The United States could take back the $300 billion it loses annually in foreign oil imports through an energy intensive strategy that exploits all of the nation's energy resources -- fossil fuels and renewables alike -- retired Gen. Wesley Clark said Tuesday at the Alternative Clean Transportation (ACT) Expo in Long Beach, CA.
Among other things, Clark predicted that the controversial Keystone XL oil pipeline from Western Canada eventually would be built but he added that the route may not be the precise one now advocated by the project sponsor, TransCanada Corp.
Clark, former NATO Supreme Allied Commander in Europe, who also was a 2008 Democratic presidential candidate, was a keynote speaker at the annual ACT conference, which drew 2,500 attendees, 171 exhibitors and more than 80 clean fuel vehicles. Clark now is an investment banker who focuses on energy issues, including shale oil/gas plays domestically and abroad.
Clark urged the competing alternative fuels companies to work more cooperatively, arguing that there is about a 7 million boe/d in alternative fuels that could be split among about seven different options ranging from natural gas, propane and biofuels to electric vehicles, plug-in hybrids and fuel cell-powered transportation.
"Some $300 million is there; that is what we are letting dribble out of the economy every year," he said. "That is $300 million we could take back and use to spark American economic growth.
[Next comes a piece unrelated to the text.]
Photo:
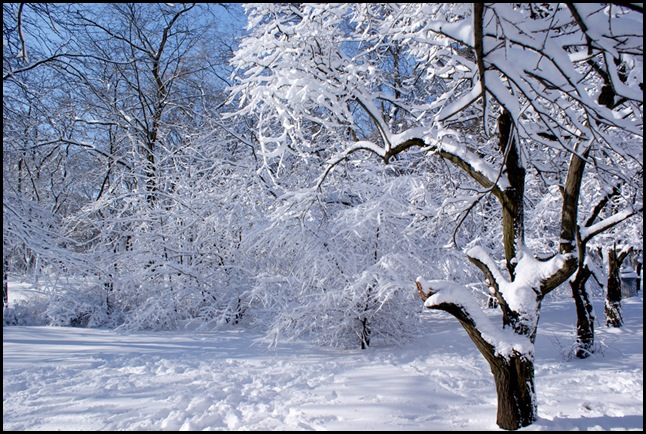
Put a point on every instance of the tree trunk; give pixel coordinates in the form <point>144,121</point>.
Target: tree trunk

That is what we have to do, but how do we do that?"
In response to his rhetorical question, Clark said the United States can't do it relying on one alternative fuel. "No single element in the U.S. liquid fuels market can do it by itself."
Without destroying the advantages of competitive, market-based dynamics, Clark challenged the alternative fuel stakeholders in the audience to work more cooperatively. "We have to use price signals in a free market, people still have to compete and the government can't pick winners and losers, [I am not talking about] 'socialism,' but you still can have a national strategy.
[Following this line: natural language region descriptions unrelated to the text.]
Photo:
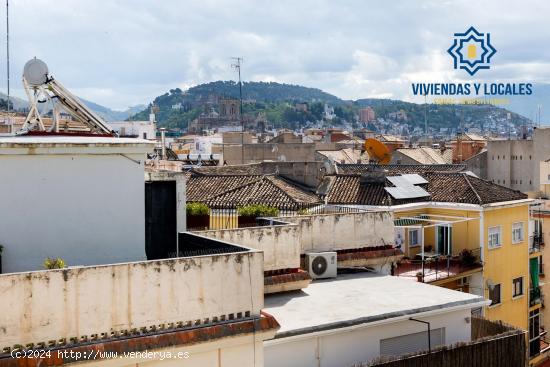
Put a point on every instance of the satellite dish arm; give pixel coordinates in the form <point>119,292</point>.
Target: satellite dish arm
<point>77,109</point>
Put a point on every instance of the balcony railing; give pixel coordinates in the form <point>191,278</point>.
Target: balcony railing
<point>535,296</point>
<point>535,243</point>
<point>438,267</point>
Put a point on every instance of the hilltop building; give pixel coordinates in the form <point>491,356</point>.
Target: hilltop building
<point>367,114</point>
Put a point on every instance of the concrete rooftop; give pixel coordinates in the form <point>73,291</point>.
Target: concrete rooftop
<point>360,298</point>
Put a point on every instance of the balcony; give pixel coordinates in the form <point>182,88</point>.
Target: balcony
<point>535,296</point>
<point>438,267</point>
<point>535,243</point>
"We need to take that 9.5 million bbl/d of imported oil and figure out how to not import that oil. Some of it could come from improved fuel standards, say 1 million bbl/d, some could come with improved domestic production in the various shale plays [another 1.5 million bbl/d], so that leaves you with 7-7.5 million bbl/d of imports."
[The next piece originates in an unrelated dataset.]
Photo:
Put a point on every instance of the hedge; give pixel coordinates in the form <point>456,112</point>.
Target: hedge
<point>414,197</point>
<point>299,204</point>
Clark said he would take that remaining amount and "carve it up" among the various alternative fuel choices. "My challenge to you, is how much can you [in your individual sector] do?" He said both compressed natural gas and liquefied natural gas could be part of the solution.
"The peculiar thing about this liquid fuels market is everyone seems to hate everyone else," said Clark, noting the nation could greatly increase the amounts of bio fuel it produces, but it runs into obstacles from other alternative fuel producers. "Individuals are worried they are going to get 'a smaller piece of a smaller pie', but in reality, there is plenty of pie for everyone."
Clark said Americans must seize an opportunity to rejuvenate the nation's economy by focusing on the liquid fuels market. "That's the opportunity, and that's the mission. If we don't work together in this economy, if we all can't have a shared vision, we can't move this forward."